The most common question I received, after being honored with the prestigious Athena Award for mentoring female professionals in their careers, was how to do it. Other professionals also wanted to pass along their own expertise, or help someone better fill a slot in their company, or they wanted to pay forward the experience of helping someone in their career because they had benefitted from mentoring in the past. But the fact was, they said, they simply didn’t know where to start. Here’s the advice I gave them, and I hope it may be helpful to you, too, as the world truly needs more mentors.
Set ground rules to create a safe emotional place for both participants. Your decision to mentor is as individual as you are. Likewise, the person you’d like to mentor also has their own reasons and motives for participating. Share upfront why you’d offer or agree to a formal tutelage, and clearly frame everyone’s goals, expectations and timeline. Pay special attention to the question of communication – the preferred channels, how accessible you wish to be, and how much feedback you expect. It will foster an atmosphere of trust and help avoid hurt feelings later.
Establish goals and priorities. Good mentoring starts with an exploration of what the protégé wants to be able to do better at the end of the sessions. It’s critical to break the generalities down to specific behaviors. For example, “be better at time management” means little. What specifically should the mentee be able to do to show improvement in this area, and by when? These goals become the foundation of the partnership.
Understand that you are the passenger and not the driver on this journey. Though you’ve been deemed the expert, mentoring should be led by the protégé. To help your mentee develop new skills, ask the hard questions of them. When asked for advice, your best first response is “What do you think you should do?” or “What do you see as your options?” If the person then offers a lame or self-defeating suggestion, don’t sweep it under the rug with your “better” answer; instead, help guide them toward discovering a better option themselves. Success is teaching your protégé how to think logically through difficult situations or problems, considering it from new angles.
Know your role and stay true to it. While a mentor often becomes a trusted friend, it is still important to maintain a professional distance that balances empathy and instruction. Yes, you’ll become a safe place to vent, but you want to then help your student move beyond that toward an action plan. Venting is not action, it’s reflection. You’ll want to help them foster accountability for their response to situations, helping them vet out the most appropriate reaction to their dilemma.
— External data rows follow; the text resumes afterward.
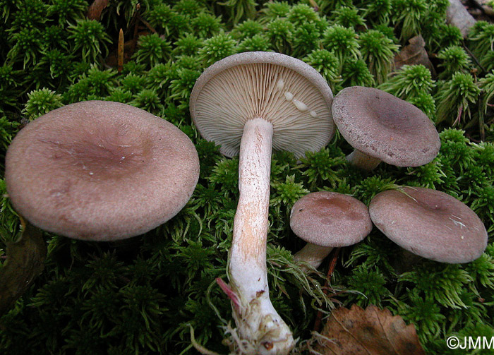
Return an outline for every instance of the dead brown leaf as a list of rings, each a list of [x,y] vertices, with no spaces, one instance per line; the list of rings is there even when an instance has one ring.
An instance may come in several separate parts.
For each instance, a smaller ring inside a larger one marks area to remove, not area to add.
[[[95,0],[88,9],[87,16],[90,20],[100,20],[101,12],[108,6],[109,0]]]
[[[387,309],[358,306],[331,313],[314,349],[325,355],[425,355],[415,327]]]
[[[0,316],[43,271],[47,245],[40,229],[27,224],[20,239],[7,244],[7,261],[0,270]]]
[[[395,70],[397,71],[406,64],[422,64],[435,76],[434,66],[429,60],[429,56],[426,51],[426,41],[422,36],[418,35],[410,38],[408,42],[409,44],[394,56]]]

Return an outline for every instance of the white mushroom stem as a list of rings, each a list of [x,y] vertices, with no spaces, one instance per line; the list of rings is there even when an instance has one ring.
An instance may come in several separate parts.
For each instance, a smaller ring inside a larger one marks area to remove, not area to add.
[[[240,144],[240,198],[234,220],[229,255],[234,318],[248,352],[287,354],[294,342],[291,332],[271,303],[266,274],[266,241],[270,203],[272,125],[248,121]]]
[[[323,260],[326,258],[333,248],[331,246],[320,246],[307,243],[306,246],[299,250],[294,255],[294,259],[297,261],[305,263],[317,269],[321,265]],[[304,268],[304,271],[308,269]]]
[[[356,149],[347,155],[347,160],[352,165],[368,171],[373,170],[381,162],[380,159],[368,155]]]

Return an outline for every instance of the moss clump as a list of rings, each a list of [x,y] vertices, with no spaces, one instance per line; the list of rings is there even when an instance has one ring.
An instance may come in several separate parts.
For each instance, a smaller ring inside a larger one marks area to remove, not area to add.
[[[441,138],[430,163],[381,164],[372,173],[348,166],[344,156],[352,148],[338,133],[299,162],[274,152],[268,277],[273,303],[295,337],[310,337],[317,309],[327,311],[331,301],[322,294],[322,274],[303,275],[291,258],[303,246],[289,228],[294,202],[329,190],[368,203],[398,185],[436,188],[470,206],[488,231],[486,253],[466,265],[423,262],[403,273],[399,249],[375,229],[342,251],[332,291],[348,291],[331,297],[347,306],[372,302],[401,315],[416,325],[430,354],[446,354],[448,336],[491,334],[492,24],[478,21],[464,42],[475,61],[466,54],[459,30],[445,24],[445,0],[316,2],[317,9],[308,1],[144,0],[137,6],[133,0],[112,1],[95,20],[85,18],[85,0],[0,0],[0,156],[29,120],[60,104],[98,99],[133,104],[169,121],[191,137],[200,160],[199,182],[186,207],[144,236],[98,244],[44,233],[45,270],[0,318],[0,349],[37,355],[195,354],[192,326],[199,343],[228,352],[222,340],[231,329],[229,300],[215,279],[227,279],[239,161],[199,136],[188,97],[207,66],[249,50],[305,61],[335,93],[379,85],[423,109]],[[107,59],[117,48],[121,28],[126,44],[119,72]],[[428,52],[438,54],[438,78],[423,66],[391,66],[400,46],[418,34]],[[0,178],[4,171],[2,159]],[[0,179],[0,267],[6,243],[19,231],[6,193]]]

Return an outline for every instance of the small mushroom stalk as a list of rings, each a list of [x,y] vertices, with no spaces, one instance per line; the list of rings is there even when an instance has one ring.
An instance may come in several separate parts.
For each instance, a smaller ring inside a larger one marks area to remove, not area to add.
[[[270,300],[266,242],[270,202],[272,125],[248,121],[240,145],[240,198],[229,255],[230,287],[237,296],[234,318],[240,337],[253,354],[286,354],[294,346],[291,332]]]

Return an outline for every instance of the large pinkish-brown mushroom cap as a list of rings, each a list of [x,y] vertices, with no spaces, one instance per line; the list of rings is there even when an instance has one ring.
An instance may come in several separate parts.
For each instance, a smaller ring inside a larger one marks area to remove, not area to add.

Don’t be seduced by the mentor’s assigned “Superman” status. You don’t have to know everything and, in fact, part of the reason you were chosen is because you’re successful. That means you know how to network and tap into other resources. Referring your protégé to other people for some of their answers or experiences will help them learn this art as well.
Align your expectations for how you want the sunset relationship to be. While I enjoy mentoring, I think it’s most successful when the student “graduates” out of a formal protégé role and into more of a peer relationship with me. That’s our goal from the very beginning, in fact; it’s how I know I did my job.
Still interested in mentoring? I hope so because the person who will benefit most will be you.